‘Bottleneck’ killed off 98.7% of humanity 900,000 years ago – study


‘Bottleneck’ killed off 98.7% of humanity 900,000 years ago – study

A study published last week in the journal Science reported that the population of human ancestors crashed between 800,000 and 900,000 years ago, dropping to about 1,280 breeding individuals during the early and middle Pleistocene era, which is associated with a severe cooling phase about 900,000 years ago. This represented a drop of about 98.7 percent of the ancestral population and lasted roughly 117,000 years. 

The climate was generally cold, and this era is best known for its massive ice sheets and glaciers that shifted around the planet and shaped many of the landforms we see on Earth today.  This was the time that modern humans spread outside of the African continents, and other human species, like Neanderthals, began to go extinct. The Australian continent and the Americas also saw humans for the first time. 

The team, composed of researchers from China, Italy, and the United States, used a fast infinitesimal time coalescent process (FitCoal) to determine ancient demographic inferences with modern-day human genomic sequences from 3,154 people. Fit Cioal projects current human genetic variation backward in time to estimate the size of populations at specific points in the past

“The fact that FitCoal can detect the ancient severe bottleneck with even a few sequences represents a breakthrough,” study co-author and the University of Texas Health Science Center at Houston theoretical population geneticist Yun-Xin FU said in a statement.   

FitCoal helped the team calculate what this ancient loss of life and genetic diversity looked like utilizing present-day genome sequences from 10 African and 40 non-African populations. The ancient “bottleneck was directly found in all of the African populations, but only a weak signal of the existence of such was detected in all the non-African populations,” the authors write. 

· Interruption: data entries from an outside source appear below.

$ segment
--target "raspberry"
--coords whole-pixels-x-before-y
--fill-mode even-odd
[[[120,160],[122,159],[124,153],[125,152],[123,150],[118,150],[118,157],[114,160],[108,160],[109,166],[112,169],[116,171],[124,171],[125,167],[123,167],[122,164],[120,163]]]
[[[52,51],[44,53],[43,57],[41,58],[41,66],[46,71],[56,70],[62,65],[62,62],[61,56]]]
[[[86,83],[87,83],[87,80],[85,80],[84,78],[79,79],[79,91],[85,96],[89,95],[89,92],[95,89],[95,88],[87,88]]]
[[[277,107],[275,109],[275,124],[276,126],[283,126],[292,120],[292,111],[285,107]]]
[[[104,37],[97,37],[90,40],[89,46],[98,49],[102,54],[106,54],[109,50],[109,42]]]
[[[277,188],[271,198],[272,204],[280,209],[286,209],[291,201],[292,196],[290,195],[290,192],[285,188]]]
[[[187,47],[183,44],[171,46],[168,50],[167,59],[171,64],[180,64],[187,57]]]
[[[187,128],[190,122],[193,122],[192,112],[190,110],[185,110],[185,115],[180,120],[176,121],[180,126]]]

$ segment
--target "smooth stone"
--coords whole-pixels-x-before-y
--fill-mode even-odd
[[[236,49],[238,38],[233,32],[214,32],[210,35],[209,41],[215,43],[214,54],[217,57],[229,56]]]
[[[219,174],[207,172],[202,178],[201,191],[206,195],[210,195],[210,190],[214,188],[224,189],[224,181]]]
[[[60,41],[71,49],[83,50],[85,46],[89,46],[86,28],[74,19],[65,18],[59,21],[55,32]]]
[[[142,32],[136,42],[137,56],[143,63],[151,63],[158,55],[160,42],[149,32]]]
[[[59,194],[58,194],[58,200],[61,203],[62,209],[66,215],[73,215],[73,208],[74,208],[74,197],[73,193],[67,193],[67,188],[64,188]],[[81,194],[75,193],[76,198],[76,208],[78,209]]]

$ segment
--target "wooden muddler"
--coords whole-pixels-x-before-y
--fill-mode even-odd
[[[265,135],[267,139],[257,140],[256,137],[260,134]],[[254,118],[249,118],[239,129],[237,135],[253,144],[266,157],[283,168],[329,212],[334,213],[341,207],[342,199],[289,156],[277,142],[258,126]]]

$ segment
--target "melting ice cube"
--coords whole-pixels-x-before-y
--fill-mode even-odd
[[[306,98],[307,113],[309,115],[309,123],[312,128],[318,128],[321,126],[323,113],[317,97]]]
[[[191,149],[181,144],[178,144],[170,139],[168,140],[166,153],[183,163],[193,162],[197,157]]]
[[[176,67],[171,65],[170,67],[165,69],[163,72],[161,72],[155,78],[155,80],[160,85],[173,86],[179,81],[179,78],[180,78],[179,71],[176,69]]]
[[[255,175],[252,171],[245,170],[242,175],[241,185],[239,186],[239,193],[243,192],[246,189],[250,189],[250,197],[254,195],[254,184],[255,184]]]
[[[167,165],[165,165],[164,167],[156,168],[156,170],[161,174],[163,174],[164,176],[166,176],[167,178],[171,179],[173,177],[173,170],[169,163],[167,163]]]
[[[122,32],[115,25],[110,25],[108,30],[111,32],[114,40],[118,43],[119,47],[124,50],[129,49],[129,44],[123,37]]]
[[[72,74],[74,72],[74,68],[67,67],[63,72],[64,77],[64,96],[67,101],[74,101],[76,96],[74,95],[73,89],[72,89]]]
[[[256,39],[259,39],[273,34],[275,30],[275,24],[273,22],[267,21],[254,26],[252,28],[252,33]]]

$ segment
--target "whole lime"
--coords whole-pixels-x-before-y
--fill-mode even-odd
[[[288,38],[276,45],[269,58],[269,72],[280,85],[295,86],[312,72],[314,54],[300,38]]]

“The gap in the African and Eurasian fossil records can be explained by this bottleneck in the Early Stone Age chronologically,” study co-author and Sapienza University anthropologist Giorgio Manzi said in a statement.  “It coincides with this proposed time period of significant loss of fossil evidence.”

An estimated 65.85% of current genetic diversity may have been lost due to this bottleneck in the early to middle Pleistocene era, and the prolonged period of minimal numbers of breeding individuals threatened humanity as we know it today. However, this bottleneck seems to have contributed to a speciation event where two ancestral chromosomes may have converged to form what is currently known as chromosome 2 in modern humans. With this information, the last common ancestor has potentially been uncovered for the Denisovans, Neanderthals, and modern humans (Homo sapiens).

The control of fire and the climate shifting to be more hospitable for human life could have contributed to a later rapid population increase around 813,000 years ago.

 Dr. Gerald Schroeder, a scientist with over thirty years of experience in research and teaching, noted that this “bottleneck” in human history was also reflected in the Book of Genesis.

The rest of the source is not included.